Nein, es ergab keinen Sinn, damals nicht und heute auch nicht. Aber das Leben hat sich geändert, und ich mich auch... Ich bin nicht mehr das Kind von damals, ich bin nicht mehr das kleine Mädchen mit dem unschuldigen Lächeln, wie es auf allen Familienfotos scheint. Damals war ich unschuldig, aber heute habe ich Blut an meinen Händen.

Vielleicht ist sie deshalb gestorben...? 

„Mein Name ist Kennedy, das ist mein Kollege Davis. Wir sind vom NYPD, sind Sie Clara Petros?"

Ich sagte nichts, starrte einfach nur meine beiden Gegenüber an und hoffte, dass gerade Fasching war. Es ist Dezember.

„David, ich glaube ich muss Schluss machen..." Ich drückte auf den roten Hörer, ohne eine Antwort abzuwarten und ließ das Handy anschließend in meiner hinteren Hosentasche verschwinden. Vielleicht hätte ich mich für immer verabschieden sollen...?

„Ja, die bin ich." Krächzte ich schließlich. Die beiden jungen Männer in Uniform sahen sich kurz an, bevor der Linke das Wort ergriff.
„Ich glaube es ist besser, wenn wir kurz reinkommen dürften... Wären Sie so nett?"

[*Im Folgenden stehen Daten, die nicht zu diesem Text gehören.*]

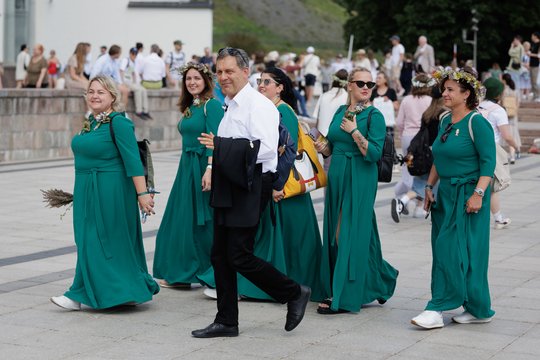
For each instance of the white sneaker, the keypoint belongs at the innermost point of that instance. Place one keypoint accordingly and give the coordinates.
(502, 224)
(467, 318)
(66, 303)
(429, 320)
(211, 293)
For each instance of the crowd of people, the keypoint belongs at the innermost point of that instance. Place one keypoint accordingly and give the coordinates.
(229, 224)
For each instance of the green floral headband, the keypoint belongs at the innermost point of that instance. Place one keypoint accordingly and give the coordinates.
(191, 65)
(463, 76)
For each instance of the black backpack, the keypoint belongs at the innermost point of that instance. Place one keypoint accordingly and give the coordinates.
(286, 156)
(386, 162)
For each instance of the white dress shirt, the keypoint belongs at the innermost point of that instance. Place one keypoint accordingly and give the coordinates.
(251, 115)
(151, 68)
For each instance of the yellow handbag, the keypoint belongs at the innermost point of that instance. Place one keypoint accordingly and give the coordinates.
(307, 173)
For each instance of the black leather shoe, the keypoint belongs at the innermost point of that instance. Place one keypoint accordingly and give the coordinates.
(296, 308)
(216, 330)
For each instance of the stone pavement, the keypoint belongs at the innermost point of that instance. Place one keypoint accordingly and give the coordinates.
(37, 260)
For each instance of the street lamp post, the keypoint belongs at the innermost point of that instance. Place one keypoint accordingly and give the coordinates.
(474, 29)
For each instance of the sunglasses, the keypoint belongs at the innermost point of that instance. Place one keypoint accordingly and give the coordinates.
(446, 133)
(266, 82)
(361, 84)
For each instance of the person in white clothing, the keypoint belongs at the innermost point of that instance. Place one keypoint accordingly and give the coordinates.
(151, 69)
(174, 61)
(497, 117)
(328, 104)
(23, 59)
(398, 55)
(424, 56)
(311, 66)
(131, 79)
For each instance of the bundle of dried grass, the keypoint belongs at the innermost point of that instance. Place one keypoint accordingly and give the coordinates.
(55, 198)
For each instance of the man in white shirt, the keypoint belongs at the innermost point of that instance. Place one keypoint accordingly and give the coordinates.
(151, 69)
(108, 64)
(131, 79)
(398, 54)
(311, 66)
(424, 56)
(249, 115)
(175, 60)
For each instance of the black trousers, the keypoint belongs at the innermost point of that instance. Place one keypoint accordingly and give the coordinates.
(232, 252)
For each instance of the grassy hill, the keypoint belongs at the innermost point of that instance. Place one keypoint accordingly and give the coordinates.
(283, 25)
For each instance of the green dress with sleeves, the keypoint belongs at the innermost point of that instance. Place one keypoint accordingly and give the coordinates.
(353, 266)
(460, 241)
(111, 265)
(185, 236)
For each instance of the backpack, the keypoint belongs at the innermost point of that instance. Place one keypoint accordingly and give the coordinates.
(145, 155)
(419, 158)
(386, 162)
(286, 156)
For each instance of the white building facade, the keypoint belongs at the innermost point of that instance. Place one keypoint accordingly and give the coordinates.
(61, 24)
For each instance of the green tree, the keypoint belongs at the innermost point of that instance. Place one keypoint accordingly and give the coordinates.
(442, 21)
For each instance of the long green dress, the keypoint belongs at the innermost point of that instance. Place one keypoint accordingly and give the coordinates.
(111, 264)
(353, 265)
(185, 236)
(294, 246)
(460, 241)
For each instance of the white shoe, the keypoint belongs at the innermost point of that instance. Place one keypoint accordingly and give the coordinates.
(66, 303)
(502, 224)
(429, 320)
(211, 293)
(467, 318)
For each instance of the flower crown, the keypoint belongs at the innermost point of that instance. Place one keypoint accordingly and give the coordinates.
(342, 83)
(460, 75)
(431, 82)
(191, 65)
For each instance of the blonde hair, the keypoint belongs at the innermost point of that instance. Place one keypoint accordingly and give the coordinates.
(108, 83)
(351, 77)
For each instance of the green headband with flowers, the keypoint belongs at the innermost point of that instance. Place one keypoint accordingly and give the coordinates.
(191, 65)
(460, 75)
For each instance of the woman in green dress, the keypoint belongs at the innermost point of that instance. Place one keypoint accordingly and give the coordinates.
(352, 263)
(109, 179)
(460, 215)
(185, 235)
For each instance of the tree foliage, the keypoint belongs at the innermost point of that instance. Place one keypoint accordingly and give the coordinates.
(442, 21)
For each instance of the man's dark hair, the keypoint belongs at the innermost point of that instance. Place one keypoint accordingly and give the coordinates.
(242, 58)
(114, 50)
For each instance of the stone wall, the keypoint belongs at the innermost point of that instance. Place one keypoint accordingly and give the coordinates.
(39, 124)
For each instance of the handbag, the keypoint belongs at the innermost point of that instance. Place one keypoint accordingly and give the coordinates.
(385, 164)
(307, 173)
(501, 175)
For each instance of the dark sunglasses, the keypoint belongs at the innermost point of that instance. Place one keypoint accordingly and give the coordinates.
(446, 133)
(361, 84)
(266, 82)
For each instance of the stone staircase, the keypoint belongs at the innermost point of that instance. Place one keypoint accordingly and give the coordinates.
(529, 123)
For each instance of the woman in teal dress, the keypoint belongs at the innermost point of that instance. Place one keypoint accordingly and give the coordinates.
(352, 265)
(185, 235)
(293, 245)
(460, 215)
(109, 179)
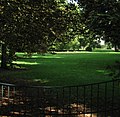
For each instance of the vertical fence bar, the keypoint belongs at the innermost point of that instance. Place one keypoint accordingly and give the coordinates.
(84, 94)
(2, 91)
(91, 98)
(106, 99)
(8, 92)
(113, 85)
(98, 88)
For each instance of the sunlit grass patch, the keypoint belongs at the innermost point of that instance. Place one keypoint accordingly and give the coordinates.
(65, 68)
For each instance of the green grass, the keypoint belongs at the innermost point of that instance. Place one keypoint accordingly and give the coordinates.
(64, 68)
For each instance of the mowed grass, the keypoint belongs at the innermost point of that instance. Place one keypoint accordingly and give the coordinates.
(64, 68)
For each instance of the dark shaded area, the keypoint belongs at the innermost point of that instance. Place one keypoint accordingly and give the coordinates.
(97, 100)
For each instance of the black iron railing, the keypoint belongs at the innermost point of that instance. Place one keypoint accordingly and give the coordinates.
(92, 100)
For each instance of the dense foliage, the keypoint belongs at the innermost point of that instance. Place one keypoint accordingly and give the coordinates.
(28, 25)
(101, 19)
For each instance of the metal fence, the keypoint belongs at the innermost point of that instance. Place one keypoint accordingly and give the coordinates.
(91, 100)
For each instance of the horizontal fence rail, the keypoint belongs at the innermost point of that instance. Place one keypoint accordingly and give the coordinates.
(91, 100)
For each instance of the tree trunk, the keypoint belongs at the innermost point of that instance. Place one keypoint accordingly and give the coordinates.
(4, 56)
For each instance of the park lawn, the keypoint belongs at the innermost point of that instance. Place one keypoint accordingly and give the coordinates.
(64, 68)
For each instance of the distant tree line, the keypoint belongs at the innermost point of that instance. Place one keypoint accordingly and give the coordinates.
(38, 25)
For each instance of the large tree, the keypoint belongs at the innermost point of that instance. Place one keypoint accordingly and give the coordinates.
(102, 18)
(32, 25)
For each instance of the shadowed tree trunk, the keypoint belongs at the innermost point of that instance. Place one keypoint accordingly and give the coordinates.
(3, 56)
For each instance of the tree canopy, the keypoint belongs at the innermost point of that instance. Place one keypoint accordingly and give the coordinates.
(102, 17)
(32, 25)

Renn, Clara, Renn! Ich tat genau das Gegenteil von dem, was meine innere Stimme sagte und ließ die beiden Polizisten rein. Ich konnte nicht für mein ganzes restliches Leben rennen, irgendwann ist es einfach an der Zeit stehen zu bleiben und dem Schicksal ins Auge zu blicken...

„Wollen Sie etwas trinken? Ich könnte Ihnen einen Orangensaft anbieten, wenn Sie wollen kann ich aber auch nachschauen, ob ich noch Traubensaft da habe oder..." Was zum Teufel redest du da eigentlich Clara? Die sind nicht hier um mit dir Kaffee zu trinken!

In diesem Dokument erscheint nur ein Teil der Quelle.